Available as a software application development package (SDK), ElectionGuard aims to make ballot tamper-proof by leveraging encryption to “make it possible for a brand-new period of secure, verifiable voting.” It likewise permits individual voters to verify that their votes were properly counted.
” Security scientists play an essential function in the ecosystem by finding and reporting vulnerabilities to Microsoft through collaborated vulnerability disclosure,” the Windows maker stated.
The bug bounty offers security professionals, part-time enthusiasts, and students a benefit of approximately $15,000 for eligible submissions with a clear and succinct proof of concept (POC) that shows how the discovered high effect vulnerability could have an impact on the security of its users.

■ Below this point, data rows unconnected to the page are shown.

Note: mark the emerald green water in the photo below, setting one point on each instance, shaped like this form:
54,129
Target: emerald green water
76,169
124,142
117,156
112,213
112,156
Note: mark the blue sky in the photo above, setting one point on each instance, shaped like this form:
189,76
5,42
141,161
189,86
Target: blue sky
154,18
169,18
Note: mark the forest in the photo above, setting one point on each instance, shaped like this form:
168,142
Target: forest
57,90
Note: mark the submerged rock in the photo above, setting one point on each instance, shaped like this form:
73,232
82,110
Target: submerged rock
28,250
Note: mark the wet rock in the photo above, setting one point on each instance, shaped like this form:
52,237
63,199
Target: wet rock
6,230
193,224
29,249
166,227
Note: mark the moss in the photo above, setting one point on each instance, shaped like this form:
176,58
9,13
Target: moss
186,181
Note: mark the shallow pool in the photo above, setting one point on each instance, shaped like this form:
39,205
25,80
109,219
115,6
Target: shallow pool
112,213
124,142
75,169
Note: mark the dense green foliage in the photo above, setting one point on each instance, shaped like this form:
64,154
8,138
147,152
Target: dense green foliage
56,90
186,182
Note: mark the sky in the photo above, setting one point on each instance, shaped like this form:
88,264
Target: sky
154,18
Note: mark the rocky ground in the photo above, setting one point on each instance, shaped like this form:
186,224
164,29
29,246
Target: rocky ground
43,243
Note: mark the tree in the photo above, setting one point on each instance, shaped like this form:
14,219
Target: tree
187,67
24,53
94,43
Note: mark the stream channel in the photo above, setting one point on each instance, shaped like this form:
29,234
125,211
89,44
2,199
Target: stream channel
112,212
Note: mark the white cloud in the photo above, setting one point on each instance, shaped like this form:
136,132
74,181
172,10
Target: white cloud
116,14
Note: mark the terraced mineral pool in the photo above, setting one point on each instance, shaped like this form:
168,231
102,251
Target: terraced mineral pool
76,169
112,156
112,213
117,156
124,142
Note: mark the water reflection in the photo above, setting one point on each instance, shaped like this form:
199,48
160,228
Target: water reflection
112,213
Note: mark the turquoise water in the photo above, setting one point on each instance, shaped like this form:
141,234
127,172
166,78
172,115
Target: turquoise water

ElectionGuard was officially launched in May, and last month, the business announced its basic accessibility, making it possible for innovation suppliers to incorporate the software application into their ballot systems.
To that effect, the business is working with election maker vendors and regional governments to deploy the system in a pilot program for the upcoming 2020 United States election.
The move is also part of the tech giant’s broader efforts under the “ Protecting Democracy Program” that seeks to secure political campaigns from cyber threats and resist disinformation operations.
Microsoft has actually consistently worried the function of tech market in securing electoral procedures, specifying “attending to this threat to democracy will require substantial brand-new efforts by federal governments, innovation business […] in addition to academic community and civil society.” So, it’s good to see the company attempting to get this right.